Spanish aristocrat and Catholic priest

Buenaventura Fernández de Córdoba-Figueroa y Spínola de la Cerda (or Buenaventura Córdoba Espinosa de la Cerda; 23 February 1724 – 6 January 1777) was a Spanish aristocrat and Catholic priest who became Patriarch of the West Indies and a Cardinal.

==Family==

Buenaventura Fernández de Córdoba Spínola de la Cerda was born on 23 February 1724, the fifth of a family of seven children.
His full baptismal name was Buenaventura Francisco de Sales Antonio Ramón Pascual Pío Bibiano María de la Soledad Juan de Mata Luis Alfonso de la Concepción Policarpo Venancio Diego José Francisco de Asís.

His parents were Nicolás María Fernández de Córdoba Figueroa de la Cerda, 9th Marquis of Priego, Villafranca and Montalbán, Duke of Feria and 10th Duke of Medinaceli, and Jerónima María Spínola de la Cerda.
His father was one of the most powerful and wealthy men in 18th century Spain, who had inherited the house of Priego and Feria from his father, and the Duchy of Medinaceli after the death of his maternal uncle, the last male descendant of the house of Cerda.
Buenaventura was given an excellent education by private tutors.
He studied letters, languages and theology, and earned a doctorate in theology.

==Career==

After being ordained, Buenaventura was named chaplain and grand almoner of King Charles III of Spain.
He was consecrated as bishop in the Royal Church of San Jerónimo, Madrid on 28 June 1761 by Manuel Quintano Bonifaz, Titular Archbishop of Pharsalus and Inquisitor general for Spain.
His principal co-consecrators were Manuel Antonio de Murillo y Argáiz, Bishop of Segovia and Andrés Cano y Junquera, Titular Bishop of Arad.
Due to his powerful family, when he became a priest he was naturally given high positions in the church.
He was made Abbot Major of Rute, one of the richest abbeys in Andalusia.
He was later appointed Canon of Toledo and Archdeacon of Talavera.
He became Abbot nullius of Alcalá la Real in 1761.

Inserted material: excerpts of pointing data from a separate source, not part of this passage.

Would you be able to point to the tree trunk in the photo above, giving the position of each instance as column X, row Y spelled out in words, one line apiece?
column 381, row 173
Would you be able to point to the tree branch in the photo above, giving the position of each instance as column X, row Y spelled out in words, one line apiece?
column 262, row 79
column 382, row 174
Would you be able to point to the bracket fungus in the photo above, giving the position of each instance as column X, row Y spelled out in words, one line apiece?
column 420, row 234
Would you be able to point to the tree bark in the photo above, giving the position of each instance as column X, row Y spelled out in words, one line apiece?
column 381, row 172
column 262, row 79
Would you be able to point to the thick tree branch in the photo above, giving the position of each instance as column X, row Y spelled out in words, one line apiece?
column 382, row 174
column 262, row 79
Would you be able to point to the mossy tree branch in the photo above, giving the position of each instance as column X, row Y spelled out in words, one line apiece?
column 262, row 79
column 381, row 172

Buenaventura was sponsored by Charles III as archbishop of Neocesárea.
On 6 April 1762 he was appointed Titular Archbishop of Neocaesarea in Ponto and Patriarch of the West Indies.
As patriarch, he replaced Álvaro de Mendoza Caamaño Sotomayor, who had died on 23 January 1761.
He was military vicar of Spain from 1762 until his death.
He was a judge of the Royal Chapel.
Buenaventura was a member of the king's council.

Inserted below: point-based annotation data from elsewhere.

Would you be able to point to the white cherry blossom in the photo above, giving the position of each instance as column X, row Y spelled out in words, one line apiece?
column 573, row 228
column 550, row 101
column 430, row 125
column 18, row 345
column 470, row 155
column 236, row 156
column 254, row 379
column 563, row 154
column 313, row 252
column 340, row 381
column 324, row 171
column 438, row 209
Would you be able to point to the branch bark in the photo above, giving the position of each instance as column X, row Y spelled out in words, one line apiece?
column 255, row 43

Buenaventura was made a cardinal at the request of King Charles III.
Pope Clement XIII appointed him cardinal on 23 November 1761.
He participated in the conclave that elected a new pope on 19 May 1769.
He was installed as Cardinal-Priest of San Lorenzo in panisperna on 26 June 1769.
As cardinal-priest he replaced Lorenzo (Giovanni Vincenzo Antonio) Ganganelli, who had been elected as Pope Clement XIV.
He then made a trip through Italy and visited the courts of Leopold, Duke of Tuscany (the future Holy Roman Emperor), Ferdinand, Duke of Parma and King Charles Emmanuel III of Sardinia.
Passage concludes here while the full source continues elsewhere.